Bill Gates says he will give away roughly $108 billion and wind down his foundation by 2045

Key decision

It has been reported that Bill Gates published an essay titled "Accelerating the End of My Foundation" in which he announced that the Bill & Melinda Gates Foundation (renamed the Gates Foundation in 2024) will close on December 31, 2045, and that he intends to donate nearly all of his personal wealth—Forbes' 2025 estimate of about $108 billion—over the next roughly 20 years. The piece closes with a personal line he wrote: "I hope to be remembered for how I lived a meaningful life, not for being rich when I died." Chinese tech outlet Huxiu carried the report and a summary of his autobiographical account of Microsoft and philanthropy.

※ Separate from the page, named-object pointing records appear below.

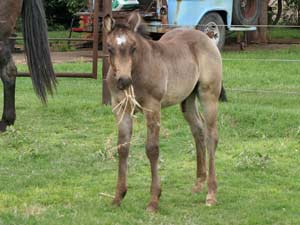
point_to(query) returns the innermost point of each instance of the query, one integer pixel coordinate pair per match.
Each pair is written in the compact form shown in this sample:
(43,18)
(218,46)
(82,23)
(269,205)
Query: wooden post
(107,10)
(260,36)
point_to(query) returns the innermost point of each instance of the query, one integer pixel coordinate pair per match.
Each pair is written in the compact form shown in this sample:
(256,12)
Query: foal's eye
(110,50)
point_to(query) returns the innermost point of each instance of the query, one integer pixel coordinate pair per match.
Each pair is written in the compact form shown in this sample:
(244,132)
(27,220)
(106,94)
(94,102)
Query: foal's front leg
(8,76)
(152,151)
(124,137)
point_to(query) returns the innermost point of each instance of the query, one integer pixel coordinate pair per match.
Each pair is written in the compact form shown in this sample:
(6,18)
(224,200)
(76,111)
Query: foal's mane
(142,31)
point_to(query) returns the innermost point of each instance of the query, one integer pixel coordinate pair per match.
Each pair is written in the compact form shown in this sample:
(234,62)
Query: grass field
(56,160)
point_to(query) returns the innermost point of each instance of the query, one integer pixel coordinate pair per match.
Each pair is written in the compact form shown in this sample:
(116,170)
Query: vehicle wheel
(213,25)
(245,12)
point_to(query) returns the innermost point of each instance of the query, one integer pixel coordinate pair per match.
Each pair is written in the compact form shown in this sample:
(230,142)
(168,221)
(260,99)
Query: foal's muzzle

Fifty years of Microsoft, and why this matters

Gates framed the pledge against the sweep of five decades since he and Paul Allen founded Microsoft in 1975. He rehearsed the company's near-death moments in the 1990s, its rebirth under Satya Nadella and the role of large AI bets—most famously a 2019 investment in OpenAI that it has been reported later grew into far larger commitments—in driving Microsoft back to the top of global markets. Microsoft’s market capitalization, which reached roughly $3.4 trillion in 2025, and its stock climb from about $38 at Nadella’s 2014 appointment to roughly $460 in 2025, are the financial foundation for Gates’ ability to make this pledge.

Global and geopolitical implications

Why should readers outside the U.S. care? The Gates Foundation has been one of the world’s largest funders of global health, development and climate work and has engaged in partnerships worldwide, including in China, so winding it down could shift program funding and partnerships at a sensitive geopolitical moment. It has been reported that the foundation’s programs intersect with research and health systems across borders; as U.S.–China tensions, export controls and scrutiny of technology and research collaborations intensify, the redistribution—or termination—of large-scale philanthropic funding carries policy as well as humanitarian consequences. Will other donors step in to preserve long-term projects? That question now tops the agenda as Gates moves from wealth accumulation to accelerated giving.